วิธีทำชีส Mozzarella cheese ง่ายนิดเดียว by Take it easy
Ingredients
⁃ 5 liters of Raw Milk
⁃ 0.2 gram of Rennet
⁃ 1 1/2 of Citric Acid (1/4 tsp size)
⁃ 2 Cups of water (1/2 cup size)
⁃ 1 of Thermometer
⁃ 1 of Large Stockpot
⁃ a slotted spoon
⁃ a couple of bowls (heat-proof)
⁃ and a bowl of ice water.
Start!
⁃
⁃ Prepare the citric acid and rennet solutions. Mix citric acid with one cup of water, stir until dissolved, and set aside.
⁃ Mix rennet with one cup of water and set aside.
⁃ Pour the raw milk into the stockpot boiling it till the temperatures are going to 35C
⁃ Add the citric acid mixture. Stir well and heat over med-low heat (about 20 sec).
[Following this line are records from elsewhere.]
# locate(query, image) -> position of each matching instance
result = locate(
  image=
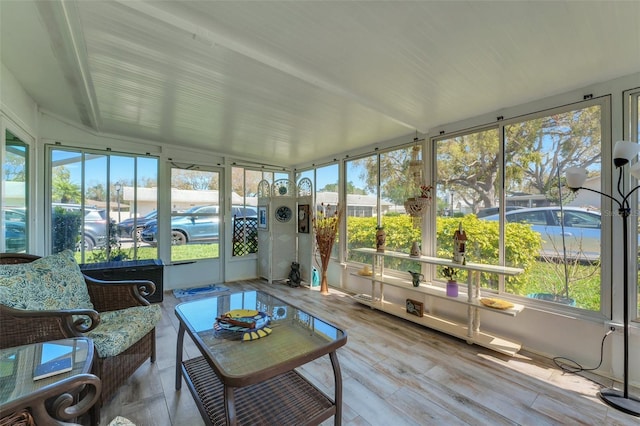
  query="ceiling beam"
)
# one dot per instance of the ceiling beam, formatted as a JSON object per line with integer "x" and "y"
{"x": 213, "y": 38}
{"x": 69, "y": 50}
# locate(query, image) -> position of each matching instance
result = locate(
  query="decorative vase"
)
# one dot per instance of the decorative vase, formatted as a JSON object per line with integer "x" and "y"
{"x": 324, "y": 284}
{"x": 452, "y": 288}
{"x": 415, "y": 250}
{"x": 381, "y": 239}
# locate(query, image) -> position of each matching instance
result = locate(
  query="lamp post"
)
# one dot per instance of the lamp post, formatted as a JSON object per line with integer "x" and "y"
{"x": 118, "y": 187}
{"x": 623, "y": 153}
{"x": 451, "y": 211}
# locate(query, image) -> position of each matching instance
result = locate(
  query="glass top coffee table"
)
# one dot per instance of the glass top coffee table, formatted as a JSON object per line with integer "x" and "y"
{"x": 55, "y": 371}
{"x": 238, "y": 381}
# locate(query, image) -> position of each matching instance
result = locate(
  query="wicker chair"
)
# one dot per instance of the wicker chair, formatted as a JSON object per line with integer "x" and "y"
{"x": 20, "y": 327}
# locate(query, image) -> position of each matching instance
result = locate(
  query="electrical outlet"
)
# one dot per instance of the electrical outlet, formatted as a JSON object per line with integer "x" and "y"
{"x": 615, "y": 327}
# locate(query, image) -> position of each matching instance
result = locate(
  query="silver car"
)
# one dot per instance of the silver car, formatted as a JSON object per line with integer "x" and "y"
{"x": 582, "y": 234}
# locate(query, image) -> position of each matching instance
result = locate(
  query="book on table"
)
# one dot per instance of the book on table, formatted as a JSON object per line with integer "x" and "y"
{"x": 53, "y": 359}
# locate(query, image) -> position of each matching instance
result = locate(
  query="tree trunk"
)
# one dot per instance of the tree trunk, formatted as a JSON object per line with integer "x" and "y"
{"x": 324, "y": 285}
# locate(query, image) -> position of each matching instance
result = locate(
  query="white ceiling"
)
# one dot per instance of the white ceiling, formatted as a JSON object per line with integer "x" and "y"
{"x": 288, "y": 83}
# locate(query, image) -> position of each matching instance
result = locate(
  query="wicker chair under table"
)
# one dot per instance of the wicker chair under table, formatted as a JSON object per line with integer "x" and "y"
{"x": 117, "y": 302}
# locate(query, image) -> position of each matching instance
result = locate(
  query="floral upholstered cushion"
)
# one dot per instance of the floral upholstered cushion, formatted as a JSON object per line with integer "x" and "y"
{"x": 50, "y": 283}
{"x": 118, "y": 330}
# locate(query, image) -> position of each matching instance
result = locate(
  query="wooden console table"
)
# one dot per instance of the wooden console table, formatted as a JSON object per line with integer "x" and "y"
{"x": 469, "y": 331}
{"x": 54, "y": 400}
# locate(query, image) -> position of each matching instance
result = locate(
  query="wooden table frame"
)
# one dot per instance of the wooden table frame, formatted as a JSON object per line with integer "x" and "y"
{"x": 60, "y": 398}
{"x": 225, "y": 397}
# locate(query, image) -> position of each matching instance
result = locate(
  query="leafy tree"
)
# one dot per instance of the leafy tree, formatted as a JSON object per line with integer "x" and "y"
{"x": 351, "y": 188}
{"x": 395, "y": 183}
{"x": 537, "y": 151}
{"x": 194, "y": 179}
{"x": 96, "y": 193}
{"x": 63, "y": 190}
{"x": 15, "y": 165}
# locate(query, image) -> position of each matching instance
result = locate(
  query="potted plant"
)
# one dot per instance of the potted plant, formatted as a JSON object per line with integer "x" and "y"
{"x": 452, "y": 285}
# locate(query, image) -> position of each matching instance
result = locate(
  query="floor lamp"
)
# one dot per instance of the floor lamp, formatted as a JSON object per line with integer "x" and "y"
{"x": 623, "y": 153}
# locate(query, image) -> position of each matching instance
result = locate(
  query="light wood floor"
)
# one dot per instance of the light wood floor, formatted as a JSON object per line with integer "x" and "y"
{"x": 394, "y": 373}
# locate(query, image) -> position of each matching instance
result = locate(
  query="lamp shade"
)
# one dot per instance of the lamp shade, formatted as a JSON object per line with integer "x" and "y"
{"x": 624, "y": 151}
{"x": 576, "y": 176}
{"x": 635, "y": 170}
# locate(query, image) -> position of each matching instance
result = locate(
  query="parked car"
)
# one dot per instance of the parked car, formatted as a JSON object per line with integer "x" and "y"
{"x": 581, "y": 230}
{"x": 15, "y": 233}
{"x": 132, "y": 227}
{"x": 95, "y": 224}
{"x": 198, "y": 224}
{"x": 495, "y": 210}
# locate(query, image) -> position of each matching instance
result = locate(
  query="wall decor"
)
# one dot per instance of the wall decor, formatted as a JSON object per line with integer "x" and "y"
{"x": 414, "y": 307}
{"x": 283, "y": 214}
{"x": 262, "y": 217}
{"x": 303, "y": 218}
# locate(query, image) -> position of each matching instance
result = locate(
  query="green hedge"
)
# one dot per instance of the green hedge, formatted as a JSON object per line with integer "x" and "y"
{"x": 521, "y": 250}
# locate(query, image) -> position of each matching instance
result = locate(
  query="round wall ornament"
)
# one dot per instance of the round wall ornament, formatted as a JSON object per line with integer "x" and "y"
{"x": 283, "y": 214}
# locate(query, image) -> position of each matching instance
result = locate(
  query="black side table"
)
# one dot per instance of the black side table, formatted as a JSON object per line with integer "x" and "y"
{"x": 151, "y": 270}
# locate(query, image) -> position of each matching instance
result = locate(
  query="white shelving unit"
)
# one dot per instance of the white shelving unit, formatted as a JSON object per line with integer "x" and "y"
{"x": 469, "y": 331}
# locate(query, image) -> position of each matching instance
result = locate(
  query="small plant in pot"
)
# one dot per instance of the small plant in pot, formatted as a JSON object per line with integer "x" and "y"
{"x": 452, "y": 285}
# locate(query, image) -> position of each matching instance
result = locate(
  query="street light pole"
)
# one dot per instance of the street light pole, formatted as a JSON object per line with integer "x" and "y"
{"x": 118, "y": 187}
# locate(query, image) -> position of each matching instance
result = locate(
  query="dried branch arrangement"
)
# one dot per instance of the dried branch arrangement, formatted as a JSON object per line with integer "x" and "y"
{"x": 325, "y": 228}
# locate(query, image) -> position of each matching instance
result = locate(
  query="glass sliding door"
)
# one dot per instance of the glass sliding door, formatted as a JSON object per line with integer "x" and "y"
{"x": 15, "y": 190}
{"x": 197, "y": 216}
{"x": 99, "y": 203}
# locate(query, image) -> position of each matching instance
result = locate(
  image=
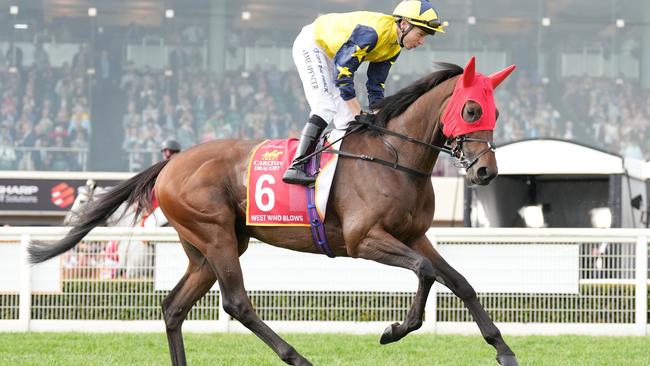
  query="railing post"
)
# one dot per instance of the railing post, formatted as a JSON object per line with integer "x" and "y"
{"x": 641, "y": 291}
{"x": 430, "y": 309}
{"x": 25, "y": 292}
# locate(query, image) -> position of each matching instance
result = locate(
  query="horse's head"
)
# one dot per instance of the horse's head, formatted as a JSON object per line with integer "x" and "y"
{"x": 469, "y": 120}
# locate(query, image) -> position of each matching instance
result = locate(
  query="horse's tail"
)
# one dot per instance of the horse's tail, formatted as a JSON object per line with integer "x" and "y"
{"x": 137, "y": 191}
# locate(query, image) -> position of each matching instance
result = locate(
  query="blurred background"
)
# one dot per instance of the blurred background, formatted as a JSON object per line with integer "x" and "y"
{"x": 98, "y": 85}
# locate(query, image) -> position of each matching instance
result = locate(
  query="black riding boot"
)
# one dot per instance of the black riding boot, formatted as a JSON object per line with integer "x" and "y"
{"x": 296, "y": 173}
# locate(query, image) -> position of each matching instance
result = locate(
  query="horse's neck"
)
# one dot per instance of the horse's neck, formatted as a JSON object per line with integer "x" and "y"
{"x": 419, "y": 121}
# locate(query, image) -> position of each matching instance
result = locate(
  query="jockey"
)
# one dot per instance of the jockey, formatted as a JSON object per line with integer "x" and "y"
{"x": 330, "y": 50}
{"x": 170, "y": 147}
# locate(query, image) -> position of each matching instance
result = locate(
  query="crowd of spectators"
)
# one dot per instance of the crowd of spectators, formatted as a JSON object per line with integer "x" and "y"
{"x": 611, "y": 115}
{"x": 45, "y": 117}
{"x": 45, "y": 111}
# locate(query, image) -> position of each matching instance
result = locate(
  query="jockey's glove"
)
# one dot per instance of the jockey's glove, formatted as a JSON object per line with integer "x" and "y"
{"x": 365, "y": 117}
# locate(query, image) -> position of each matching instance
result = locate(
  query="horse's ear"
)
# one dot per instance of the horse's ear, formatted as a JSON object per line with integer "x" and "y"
{"x": 470, "y": 72}
{"x": 498, "y": 77}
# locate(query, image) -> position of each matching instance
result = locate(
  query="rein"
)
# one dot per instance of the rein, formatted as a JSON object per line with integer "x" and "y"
{"x": 455, "y": 152}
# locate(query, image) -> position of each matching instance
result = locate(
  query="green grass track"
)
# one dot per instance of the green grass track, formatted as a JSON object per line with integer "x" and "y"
{"x": 238, "y": 349}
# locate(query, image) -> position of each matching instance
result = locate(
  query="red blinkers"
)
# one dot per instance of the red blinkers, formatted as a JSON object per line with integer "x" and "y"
{"x": 478, "y": 88}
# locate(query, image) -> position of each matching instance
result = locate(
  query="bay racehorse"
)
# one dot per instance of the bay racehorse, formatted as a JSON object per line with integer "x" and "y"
{"x": 374, "y": 212}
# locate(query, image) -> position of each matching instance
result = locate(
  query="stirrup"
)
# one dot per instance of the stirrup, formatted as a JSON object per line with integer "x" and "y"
{"x": 295, "y": 175}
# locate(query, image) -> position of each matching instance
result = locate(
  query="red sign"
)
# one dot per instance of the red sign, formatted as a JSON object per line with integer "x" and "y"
{"x": 63, "y": 195}
{"x": 271, "y": 202}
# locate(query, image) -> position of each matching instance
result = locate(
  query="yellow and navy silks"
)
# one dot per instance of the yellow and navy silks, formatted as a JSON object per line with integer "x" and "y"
{"x": 351, "y": 38}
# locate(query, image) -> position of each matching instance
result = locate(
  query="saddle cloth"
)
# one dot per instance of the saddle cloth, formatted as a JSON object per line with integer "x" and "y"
{"x": 270, "y": 201}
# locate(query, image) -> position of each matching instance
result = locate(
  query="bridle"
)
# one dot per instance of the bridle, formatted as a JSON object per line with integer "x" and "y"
{"x": 456, "y": 151}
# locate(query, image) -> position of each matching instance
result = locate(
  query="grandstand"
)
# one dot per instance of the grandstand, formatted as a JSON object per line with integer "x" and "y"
{"x": 98, "y": 90}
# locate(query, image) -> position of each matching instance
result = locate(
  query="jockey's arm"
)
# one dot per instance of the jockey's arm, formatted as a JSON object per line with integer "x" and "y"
{"x": 347, "y": 60}
{"x": 377, "y": 75}
{"x": 354, "y": 105}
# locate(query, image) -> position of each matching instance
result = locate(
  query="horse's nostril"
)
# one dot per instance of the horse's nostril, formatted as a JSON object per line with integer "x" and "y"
{"x": 483, "y": 172}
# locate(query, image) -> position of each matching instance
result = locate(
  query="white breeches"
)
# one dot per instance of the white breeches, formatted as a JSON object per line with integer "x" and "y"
{"x": 315, "y": 69}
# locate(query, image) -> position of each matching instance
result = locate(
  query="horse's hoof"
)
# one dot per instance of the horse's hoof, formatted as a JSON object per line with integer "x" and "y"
{"x": 507, "y": 360}
{"x": 389, "y": 334}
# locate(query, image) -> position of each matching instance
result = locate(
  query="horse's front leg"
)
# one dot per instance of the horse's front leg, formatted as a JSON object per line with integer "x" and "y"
{"x": 449, "y": 277}
{"x": 382, "y": 247}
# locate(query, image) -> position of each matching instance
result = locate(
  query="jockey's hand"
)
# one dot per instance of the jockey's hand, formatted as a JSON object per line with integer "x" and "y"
{"x": 365, "y": 117}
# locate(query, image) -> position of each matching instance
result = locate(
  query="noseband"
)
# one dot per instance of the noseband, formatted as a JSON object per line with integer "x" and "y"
{"x": 457, "y": 151}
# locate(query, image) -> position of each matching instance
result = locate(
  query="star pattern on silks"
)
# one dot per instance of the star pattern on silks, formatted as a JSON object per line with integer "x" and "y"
{"x": 360, "y": 53}
{"x": 343, "y": 71}
{"x": 424, "y": 6}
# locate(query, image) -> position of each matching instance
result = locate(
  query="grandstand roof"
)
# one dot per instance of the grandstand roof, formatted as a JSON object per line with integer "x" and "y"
{"x": 551, "y": 156}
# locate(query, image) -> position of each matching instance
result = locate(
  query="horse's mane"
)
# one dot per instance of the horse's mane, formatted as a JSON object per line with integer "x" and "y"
{"x": 394, "y": 105}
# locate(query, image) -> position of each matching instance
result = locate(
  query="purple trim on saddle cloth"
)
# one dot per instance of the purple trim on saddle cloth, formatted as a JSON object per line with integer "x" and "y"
{"x": 317, "y": 226}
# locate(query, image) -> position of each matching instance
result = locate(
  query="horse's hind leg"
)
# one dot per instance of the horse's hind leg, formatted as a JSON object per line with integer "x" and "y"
{"x": 449, "y": 277}
{"x": 384, "y": 248}
{"x": 198, "y": 279}
{"x": 223, "y": 256}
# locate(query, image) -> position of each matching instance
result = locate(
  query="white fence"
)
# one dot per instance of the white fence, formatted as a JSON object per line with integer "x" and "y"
{"x": 547, "y": 281}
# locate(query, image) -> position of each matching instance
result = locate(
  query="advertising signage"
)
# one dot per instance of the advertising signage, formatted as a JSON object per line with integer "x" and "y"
{"x": 55, "y": 195}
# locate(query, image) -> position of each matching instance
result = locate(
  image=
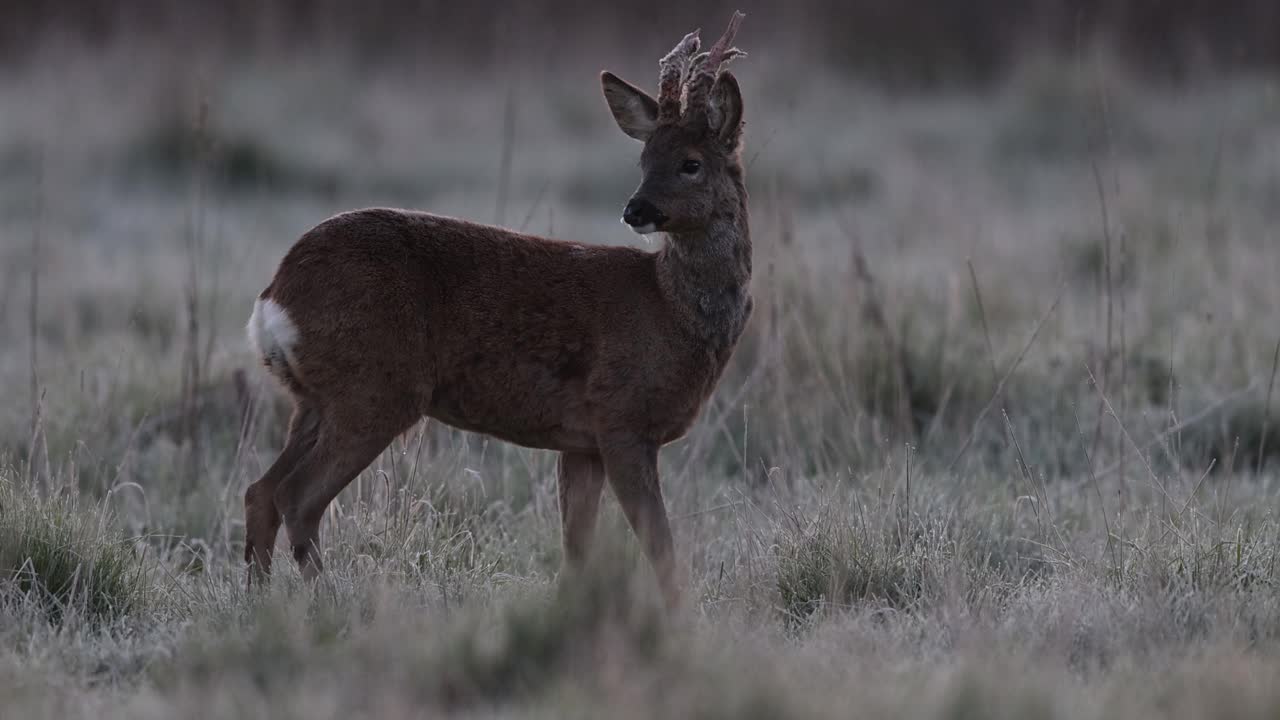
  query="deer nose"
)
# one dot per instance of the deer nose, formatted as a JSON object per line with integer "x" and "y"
{"x": 641, "y": 214}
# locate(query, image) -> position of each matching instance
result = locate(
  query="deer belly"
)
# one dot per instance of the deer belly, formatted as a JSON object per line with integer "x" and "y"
{"x": 515, "y": 408}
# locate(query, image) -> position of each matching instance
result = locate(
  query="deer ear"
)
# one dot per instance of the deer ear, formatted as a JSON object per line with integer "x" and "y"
{"x": 632, "y": 108}
{"x": 725, "y": 109}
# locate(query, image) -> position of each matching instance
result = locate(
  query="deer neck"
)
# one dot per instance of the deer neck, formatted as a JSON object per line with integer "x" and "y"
{"x": 705, "y": 274}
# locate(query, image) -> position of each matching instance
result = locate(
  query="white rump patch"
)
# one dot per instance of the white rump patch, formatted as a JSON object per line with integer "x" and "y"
{"x": 270, "y": 332}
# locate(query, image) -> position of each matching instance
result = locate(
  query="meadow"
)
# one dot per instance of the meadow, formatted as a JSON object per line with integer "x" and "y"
{"x": 1000, "y": 441}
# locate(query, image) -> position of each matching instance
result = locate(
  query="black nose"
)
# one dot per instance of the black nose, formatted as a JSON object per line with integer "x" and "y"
{"x": 640, "y": 213}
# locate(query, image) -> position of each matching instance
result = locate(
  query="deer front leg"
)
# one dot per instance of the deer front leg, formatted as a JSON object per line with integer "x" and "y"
{"x": 631, "y": 468}
{"x": 581, "y": 478}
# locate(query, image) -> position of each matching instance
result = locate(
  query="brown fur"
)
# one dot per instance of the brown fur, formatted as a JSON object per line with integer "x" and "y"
{"x": 603, "y": 354}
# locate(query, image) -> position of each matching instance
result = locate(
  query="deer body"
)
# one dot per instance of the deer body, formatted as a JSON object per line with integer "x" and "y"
{"x": 378, "y": 318}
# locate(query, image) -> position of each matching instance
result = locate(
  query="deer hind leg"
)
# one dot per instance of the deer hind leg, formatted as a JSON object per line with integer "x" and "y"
{"x": 581, "y": 478}
{"x": 631, "y": 468}
{"x": 346, "y": 445}
{"x": 261, "y": 518}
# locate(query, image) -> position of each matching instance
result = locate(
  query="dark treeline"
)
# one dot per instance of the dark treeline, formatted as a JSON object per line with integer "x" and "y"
{"x": 897, "y": 41}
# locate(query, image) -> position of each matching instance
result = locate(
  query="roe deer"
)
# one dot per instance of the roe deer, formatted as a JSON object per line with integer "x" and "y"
{"x": 378, "y": 318}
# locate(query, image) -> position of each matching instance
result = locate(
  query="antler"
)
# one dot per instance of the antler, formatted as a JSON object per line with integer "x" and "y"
{"x": 707, "y": 67}
{"x": 671, "y": 77}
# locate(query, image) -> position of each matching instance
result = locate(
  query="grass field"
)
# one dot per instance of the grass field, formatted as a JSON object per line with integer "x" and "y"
{"x": 1000, "y": 440}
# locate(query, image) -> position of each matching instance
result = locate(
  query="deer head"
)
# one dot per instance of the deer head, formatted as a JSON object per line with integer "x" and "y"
{"x": 691, "y": 133}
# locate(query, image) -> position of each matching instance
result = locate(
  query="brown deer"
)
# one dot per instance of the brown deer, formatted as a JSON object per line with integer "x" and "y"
{"x": 378, "y": 318}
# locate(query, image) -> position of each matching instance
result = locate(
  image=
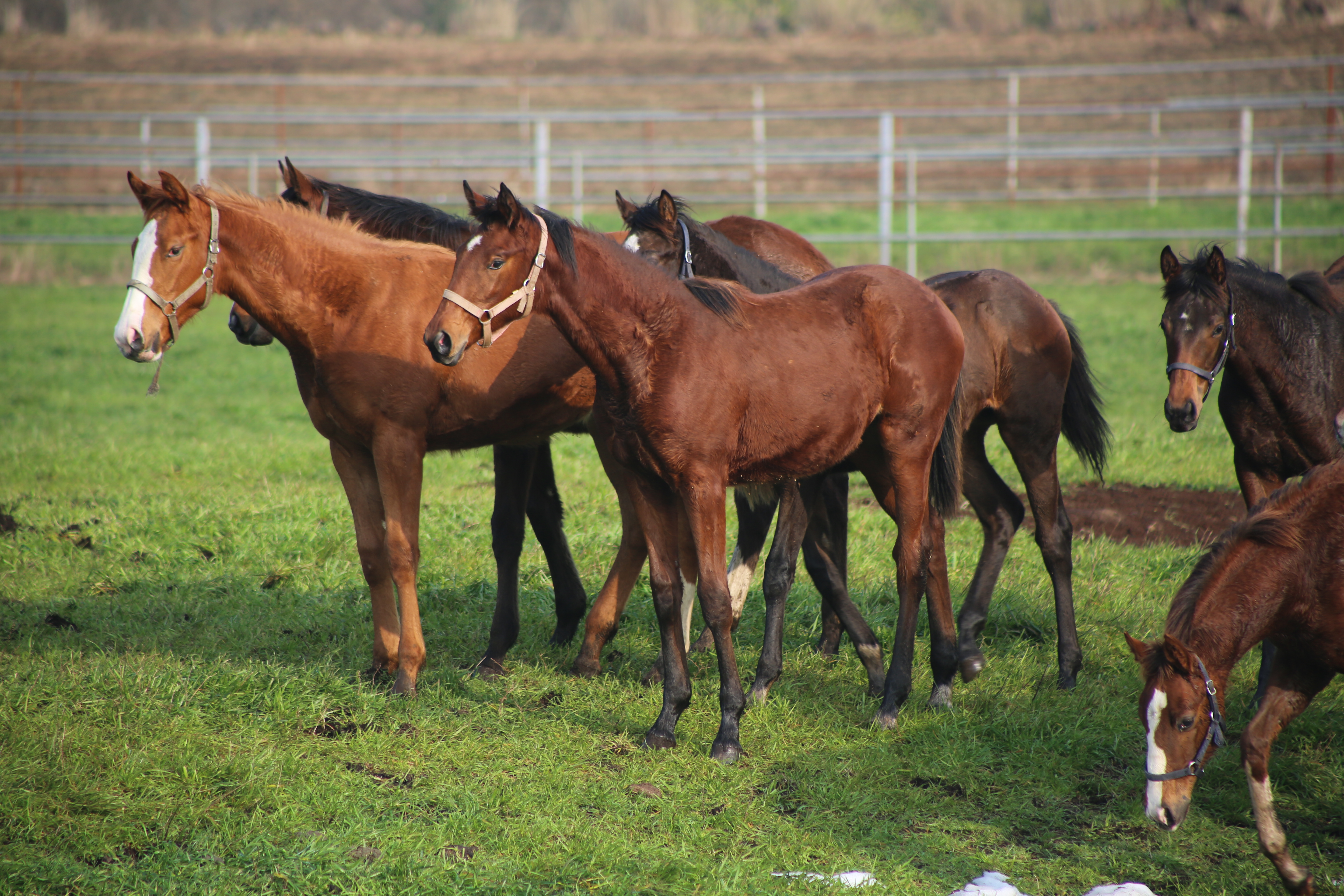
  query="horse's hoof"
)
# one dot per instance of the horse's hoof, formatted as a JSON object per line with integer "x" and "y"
{"x": 405, "y": 684}
{"x": 972, "y": 664}
{"x": 587, "y": 668}
{"x": 490, "y": 668}
{"x": 658, "y": 742}
{"x": 726, "y": 753}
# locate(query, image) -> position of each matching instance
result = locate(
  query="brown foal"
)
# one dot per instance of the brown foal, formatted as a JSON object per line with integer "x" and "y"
{"x": 1275, "y": 578}
{"x": 702, "y": 386}
{"x": 350, "y": 310}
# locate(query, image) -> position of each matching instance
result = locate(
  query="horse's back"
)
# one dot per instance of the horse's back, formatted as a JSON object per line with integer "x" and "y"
{"x": 777, "y": 245}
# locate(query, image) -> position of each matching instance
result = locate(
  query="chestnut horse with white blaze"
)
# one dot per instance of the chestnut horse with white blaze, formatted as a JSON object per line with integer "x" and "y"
{"x": 350, "y": 310}
{"x": 1273, "y": 578}
{"x": 702, "y": 386}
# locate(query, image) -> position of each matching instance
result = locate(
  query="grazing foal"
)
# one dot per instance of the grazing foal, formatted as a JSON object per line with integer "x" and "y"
{"x": 1276, "y": 578}
{"x": 349, "y": 308}
{"x": 702, "y": 386}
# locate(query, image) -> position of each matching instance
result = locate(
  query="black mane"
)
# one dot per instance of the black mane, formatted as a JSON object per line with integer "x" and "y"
{"x": 560, "y": 229}
{"x": 392, "y": 217}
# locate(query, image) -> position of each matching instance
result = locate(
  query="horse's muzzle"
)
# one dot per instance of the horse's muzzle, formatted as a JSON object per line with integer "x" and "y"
{"x": 441, "y": 347}
{"x": 1182, "y": 420}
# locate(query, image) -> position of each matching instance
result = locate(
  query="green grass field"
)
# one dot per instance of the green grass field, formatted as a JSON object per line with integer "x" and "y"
{"x": 163, "y": 745}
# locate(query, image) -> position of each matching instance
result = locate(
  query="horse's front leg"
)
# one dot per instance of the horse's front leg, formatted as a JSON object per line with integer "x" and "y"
{"x": 1291, "y": 690}
{"x": 658, "y": 514}
{"x": 704, "y": 504}
{"x": 400, "y": 457}
{"x": 359, "y": 477}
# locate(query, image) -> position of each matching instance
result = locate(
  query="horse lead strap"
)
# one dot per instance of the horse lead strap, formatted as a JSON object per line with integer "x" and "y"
{"x": 1214, "y": 737}
{"x": 687, "y": 271}
{"x": 207, "y": 280}
{"x": 522, "y": 296}
{"x": 1229, "y": 344}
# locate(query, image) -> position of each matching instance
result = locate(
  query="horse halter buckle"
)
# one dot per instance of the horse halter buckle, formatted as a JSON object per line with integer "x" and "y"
{"x": 1214, "y": 737}
{"x": 1229, "y": 344}
{"x": 207, "y": 279}
{"x": 687, "y": 269}
{"x": 522, "y": 296}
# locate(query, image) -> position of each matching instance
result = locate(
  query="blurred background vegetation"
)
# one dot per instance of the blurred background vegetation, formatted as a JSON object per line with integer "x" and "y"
{"x": 591, "y": 19}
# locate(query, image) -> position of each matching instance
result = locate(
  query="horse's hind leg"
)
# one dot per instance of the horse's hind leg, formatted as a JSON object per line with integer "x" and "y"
{"x": 824, "y": 550}
{"x": 780, "y": 569}
{"x": 1001, "y": 514}
{"x": 513, "y": 481}
{"x": 359, "y": 477}
{"x": 1034, "y": 453}
{"x": 1291, "y": 690}
{"x": 546, "y": 512}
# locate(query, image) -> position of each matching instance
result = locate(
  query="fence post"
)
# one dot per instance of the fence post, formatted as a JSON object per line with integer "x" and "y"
{"x": 577, "y": 185}
{"x": 1155, "y": 130}
{"x": 202, "y": 150}
{"x": 144, "y": 147}
{"x": 759, "y": 139}
{"x": 1013, "y": 135}
{"x": 1244, "y": 183}
{"x": 912, "y": 190}
{"x": 1279, "y": 207}
{"x": 542, "y": 163}
{"x": 886, "y": 185}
⁃ Add the Rennet mixture. Stir gently every few minutes until the milk and stir gently.
⁃ Remove the milk from the heat
⁃ Cover the milk Wait 30 minutes.
⁃
⁃ After 30 min, curd should form. You can test by slipping the spoon in at the edge of the pot, kind of like milk gelatin.
⁃
⁃ Once your curd is set, take your knife or spatula and make slices, all the way to the bottom of the curd in a cross-hatch pattern.
⁃
⁃ Place the pot back over the heat, set to low, and bring the curds up to 40C degrees. You want to stir them occasionally being very gentle. Try not to break up the curds
⁃
⁃ Now remove the pot from the heat and let it stand for about 5-10 minutes.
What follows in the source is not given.